THE MEXICOLA AVOCADO
Growing avocados can be rewarding and cost effective, especially when you see the price of avocados in the grocery store these days. You must, however, pay attention to the type of avocado tree you purchase depending on the area of the country in which you live. The following advice is based on a California Bay Area climate, meaning hot summers and freezing winters without snow. Avocados are a tropical fruit so if you do not live in a tropical climate, it can be challenging to keep an avocado tree alive through winter. Enter the Mexicola avocado tree.
(right, small Mexicola avocados ready for guacamole)
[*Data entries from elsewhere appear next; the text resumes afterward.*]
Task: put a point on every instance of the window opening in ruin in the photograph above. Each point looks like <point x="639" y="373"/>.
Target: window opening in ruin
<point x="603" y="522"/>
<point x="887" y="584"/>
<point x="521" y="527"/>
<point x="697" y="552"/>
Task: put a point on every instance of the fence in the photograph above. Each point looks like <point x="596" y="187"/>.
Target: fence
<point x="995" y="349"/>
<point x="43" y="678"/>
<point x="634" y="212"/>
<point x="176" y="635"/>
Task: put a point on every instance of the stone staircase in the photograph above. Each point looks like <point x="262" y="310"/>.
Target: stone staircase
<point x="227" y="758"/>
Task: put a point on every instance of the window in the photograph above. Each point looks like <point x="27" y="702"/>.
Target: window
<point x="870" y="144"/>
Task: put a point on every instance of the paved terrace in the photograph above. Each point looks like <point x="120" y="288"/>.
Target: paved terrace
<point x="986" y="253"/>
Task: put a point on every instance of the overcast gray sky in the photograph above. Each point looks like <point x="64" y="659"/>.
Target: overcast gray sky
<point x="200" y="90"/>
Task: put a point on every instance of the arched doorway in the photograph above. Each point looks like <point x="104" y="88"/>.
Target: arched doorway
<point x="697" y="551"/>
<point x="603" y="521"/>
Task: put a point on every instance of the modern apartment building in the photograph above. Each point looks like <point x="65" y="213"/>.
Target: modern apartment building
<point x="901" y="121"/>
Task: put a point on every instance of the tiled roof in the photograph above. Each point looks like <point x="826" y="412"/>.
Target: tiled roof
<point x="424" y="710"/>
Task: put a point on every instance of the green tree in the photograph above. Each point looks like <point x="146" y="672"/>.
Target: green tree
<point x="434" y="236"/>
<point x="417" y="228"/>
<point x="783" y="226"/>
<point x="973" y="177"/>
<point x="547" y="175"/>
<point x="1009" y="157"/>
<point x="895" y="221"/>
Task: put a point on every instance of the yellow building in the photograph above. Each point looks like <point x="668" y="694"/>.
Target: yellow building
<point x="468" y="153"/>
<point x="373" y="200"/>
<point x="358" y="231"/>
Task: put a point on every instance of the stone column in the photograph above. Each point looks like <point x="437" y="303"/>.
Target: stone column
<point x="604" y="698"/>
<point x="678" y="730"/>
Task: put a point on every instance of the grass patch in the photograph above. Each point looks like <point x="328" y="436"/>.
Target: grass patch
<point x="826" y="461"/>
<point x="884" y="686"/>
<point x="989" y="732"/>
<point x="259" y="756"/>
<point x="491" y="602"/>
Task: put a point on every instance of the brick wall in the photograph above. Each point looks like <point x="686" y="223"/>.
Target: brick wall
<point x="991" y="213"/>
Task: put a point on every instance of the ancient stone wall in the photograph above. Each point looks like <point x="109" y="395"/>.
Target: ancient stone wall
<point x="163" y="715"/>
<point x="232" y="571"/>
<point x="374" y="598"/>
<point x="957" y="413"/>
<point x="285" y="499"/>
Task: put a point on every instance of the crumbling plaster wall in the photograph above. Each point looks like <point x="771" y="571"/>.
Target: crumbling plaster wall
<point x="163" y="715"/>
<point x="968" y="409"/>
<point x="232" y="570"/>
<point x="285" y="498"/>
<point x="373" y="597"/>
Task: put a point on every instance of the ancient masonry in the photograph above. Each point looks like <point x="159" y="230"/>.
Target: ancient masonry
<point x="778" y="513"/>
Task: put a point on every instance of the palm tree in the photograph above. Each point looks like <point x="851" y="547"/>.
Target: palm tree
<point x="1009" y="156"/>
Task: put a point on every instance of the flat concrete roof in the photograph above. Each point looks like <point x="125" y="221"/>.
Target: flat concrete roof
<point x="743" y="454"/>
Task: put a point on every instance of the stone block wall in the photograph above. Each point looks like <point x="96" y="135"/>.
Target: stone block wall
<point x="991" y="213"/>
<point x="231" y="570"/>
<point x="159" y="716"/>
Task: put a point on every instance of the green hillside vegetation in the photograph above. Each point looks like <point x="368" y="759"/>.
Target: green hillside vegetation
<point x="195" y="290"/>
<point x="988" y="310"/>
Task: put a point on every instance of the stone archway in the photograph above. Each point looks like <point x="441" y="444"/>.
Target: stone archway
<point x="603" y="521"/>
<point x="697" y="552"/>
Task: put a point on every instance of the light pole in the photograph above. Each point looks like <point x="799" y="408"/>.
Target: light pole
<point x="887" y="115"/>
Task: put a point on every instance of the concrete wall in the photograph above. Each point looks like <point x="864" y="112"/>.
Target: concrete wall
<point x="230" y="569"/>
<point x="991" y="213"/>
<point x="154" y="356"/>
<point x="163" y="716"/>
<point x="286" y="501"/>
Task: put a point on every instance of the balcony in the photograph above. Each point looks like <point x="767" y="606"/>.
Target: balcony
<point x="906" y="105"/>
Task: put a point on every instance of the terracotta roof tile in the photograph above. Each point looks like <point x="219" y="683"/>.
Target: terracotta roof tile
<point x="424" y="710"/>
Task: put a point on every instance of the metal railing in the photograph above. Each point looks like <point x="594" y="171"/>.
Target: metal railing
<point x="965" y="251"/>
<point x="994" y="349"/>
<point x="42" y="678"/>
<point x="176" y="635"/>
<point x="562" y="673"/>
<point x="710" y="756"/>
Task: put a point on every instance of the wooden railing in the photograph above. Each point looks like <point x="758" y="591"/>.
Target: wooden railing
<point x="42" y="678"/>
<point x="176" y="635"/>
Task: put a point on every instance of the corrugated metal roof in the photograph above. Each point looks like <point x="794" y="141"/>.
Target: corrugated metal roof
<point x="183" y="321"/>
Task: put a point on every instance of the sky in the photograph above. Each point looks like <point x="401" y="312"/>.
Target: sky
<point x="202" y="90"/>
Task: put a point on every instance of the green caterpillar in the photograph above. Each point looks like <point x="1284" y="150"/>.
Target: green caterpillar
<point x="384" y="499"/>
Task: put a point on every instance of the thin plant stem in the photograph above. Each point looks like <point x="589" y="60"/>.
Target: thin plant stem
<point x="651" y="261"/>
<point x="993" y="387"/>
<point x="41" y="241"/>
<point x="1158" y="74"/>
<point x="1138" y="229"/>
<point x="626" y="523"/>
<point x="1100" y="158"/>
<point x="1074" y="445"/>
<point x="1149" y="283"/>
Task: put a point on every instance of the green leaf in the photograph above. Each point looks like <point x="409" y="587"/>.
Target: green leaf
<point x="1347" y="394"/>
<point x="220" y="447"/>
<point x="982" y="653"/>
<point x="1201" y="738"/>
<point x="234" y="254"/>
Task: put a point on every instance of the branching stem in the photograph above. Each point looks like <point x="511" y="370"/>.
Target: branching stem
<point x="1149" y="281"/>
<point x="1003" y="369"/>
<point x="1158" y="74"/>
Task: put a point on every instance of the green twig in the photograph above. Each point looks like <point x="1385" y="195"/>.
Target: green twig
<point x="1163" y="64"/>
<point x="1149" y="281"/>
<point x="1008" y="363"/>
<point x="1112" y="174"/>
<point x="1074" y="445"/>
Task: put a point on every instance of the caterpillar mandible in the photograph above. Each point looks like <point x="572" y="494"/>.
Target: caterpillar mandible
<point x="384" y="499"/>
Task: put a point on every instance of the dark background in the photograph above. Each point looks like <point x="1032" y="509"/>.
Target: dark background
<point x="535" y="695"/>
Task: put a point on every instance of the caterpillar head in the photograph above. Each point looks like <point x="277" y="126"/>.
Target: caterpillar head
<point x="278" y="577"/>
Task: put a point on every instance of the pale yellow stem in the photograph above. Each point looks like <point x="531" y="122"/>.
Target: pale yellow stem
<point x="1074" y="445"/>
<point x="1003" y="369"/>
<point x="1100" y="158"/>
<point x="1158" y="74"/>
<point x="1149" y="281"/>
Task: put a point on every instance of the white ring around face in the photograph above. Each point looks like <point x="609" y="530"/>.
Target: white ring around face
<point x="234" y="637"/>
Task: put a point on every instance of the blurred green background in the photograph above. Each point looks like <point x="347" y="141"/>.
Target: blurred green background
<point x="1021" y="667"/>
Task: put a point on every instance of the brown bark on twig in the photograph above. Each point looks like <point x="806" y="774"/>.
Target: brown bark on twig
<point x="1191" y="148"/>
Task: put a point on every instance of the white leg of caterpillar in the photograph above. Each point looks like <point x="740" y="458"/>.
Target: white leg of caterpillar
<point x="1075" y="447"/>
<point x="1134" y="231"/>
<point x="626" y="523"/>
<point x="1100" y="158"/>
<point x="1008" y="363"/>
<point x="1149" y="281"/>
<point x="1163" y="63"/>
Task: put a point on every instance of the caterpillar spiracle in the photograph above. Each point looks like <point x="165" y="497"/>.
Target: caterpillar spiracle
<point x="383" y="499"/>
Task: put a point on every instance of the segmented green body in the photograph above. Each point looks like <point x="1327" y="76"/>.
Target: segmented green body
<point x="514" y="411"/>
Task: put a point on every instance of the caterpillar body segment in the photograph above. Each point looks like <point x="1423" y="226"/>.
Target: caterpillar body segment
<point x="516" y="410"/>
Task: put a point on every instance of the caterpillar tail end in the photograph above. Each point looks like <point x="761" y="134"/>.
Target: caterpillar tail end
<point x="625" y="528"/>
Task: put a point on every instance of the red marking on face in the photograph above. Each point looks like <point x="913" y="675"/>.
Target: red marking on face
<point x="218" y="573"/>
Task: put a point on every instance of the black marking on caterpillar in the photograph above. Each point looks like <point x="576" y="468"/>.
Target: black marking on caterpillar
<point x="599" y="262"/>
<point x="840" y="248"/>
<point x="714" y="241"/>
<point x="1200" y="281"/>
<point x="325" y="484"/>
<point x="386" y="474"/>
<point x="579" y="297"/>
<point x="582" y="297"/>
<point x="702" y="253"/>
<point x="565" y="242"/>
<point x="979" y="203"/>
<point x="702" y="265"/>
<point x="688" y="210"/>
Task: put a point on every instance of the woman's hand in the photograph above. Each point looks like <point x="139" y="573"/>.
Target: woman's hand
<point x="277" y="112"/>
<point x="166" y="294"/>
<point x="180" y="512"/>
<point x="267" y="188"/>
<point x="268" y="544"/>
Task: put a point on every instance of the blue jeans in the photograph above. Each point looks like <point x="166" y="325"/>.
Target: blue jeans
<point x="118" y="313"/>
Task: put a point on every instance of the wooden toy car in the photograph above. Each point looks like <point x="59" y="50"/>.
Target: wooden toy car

All avocado trees need a year or two post-purchase in order to mature into a fruit producing tree. After a year or so of caring for your young, fruitless tree it will begin to produce flowers. The following year, a young tree will then produce its first fruit. Usually, this first fruit will only just begin to grow and then die off. Don't be discouraged. This is just your tree's trial run at making fruit. The following year, your tree will produce plenty of avocados. Mexicola trees are high-producing with hundreds of small avocados on one mature tree alone. The Mexicola Grande tree does not produce as much fruit as the Mexicola, but its fruit is much larger so you get more meat per fruit.
For whatever reason, there is a lack of information on the web regarding the Mexicola, which I hope to correct with this post. The Mexicola, and its larger variation the Mexicola Grande, is a great option for those of us that live in a climate that is warm in the summer, yet cold in the winter. Mexicola trees can handle weather down to 17 degrees Fahrenheit. They produce small, yet delicious fruit and are one of the only variations with edible skin. The Mexicola's skin is very thin and hard to peel away from the fruit. The Mexicola also has a large pit so it takes several avocados to get a good amount of guacamole. When the fruit is ripe the avocado turns a purple/black color and does not like to stay on the tree long after ripening. Oddly, after picking the avocados they are best when wrinkly, super soft, and almost seem over-ripe.
Fruit trees are heavy feeders and need proper water and fertilization. We use Espoma brand citrus and avocado organic fertilizer every October, February, and June (pictured right). This can be purchased at any Home Depot, Lowe's, or your local nursery. We also believe that consistent watering is a key to avocado success. Make sure to water your avocados at least every other day, but do not flood the base of your avocado tree. This will drown the tree and stunt its growth. I say this, however, with caution as your avocado tree will need a lot of water.
In addition, many people tend to get prune-happy and over prune their tree. Remember, an avocado tree needs its upper and lower leaves to protect the trunk from sunburn in the summer and frostburn in the winter. Therefore, trimming your Mexicola is an art form. Make sure to get the tree branches off of the ground while at the same time leaving the trunk protected. I like to wait to prune a tree until after winter so as not to risk exposing a tree's core to freezing. This may mean it looks a bit messy during the fall, but it will be worth it come spring.
(Above you can see the difference in size between the Mexicola and Mexicola Grande)
Pest Control Tip: If you find that rodents, squirrels, birds, racoons, or any other animals are stealing your fruit there is an easy, organic way to protect your trees. Take a spray bottle and mix a lot of hot sauce with water. Spray the mixture onto the growing fruit. It will not taste good to the hungry creatures in your yard. It may leave a thin, white film on the fruit that simply wipes right off. Problem solved.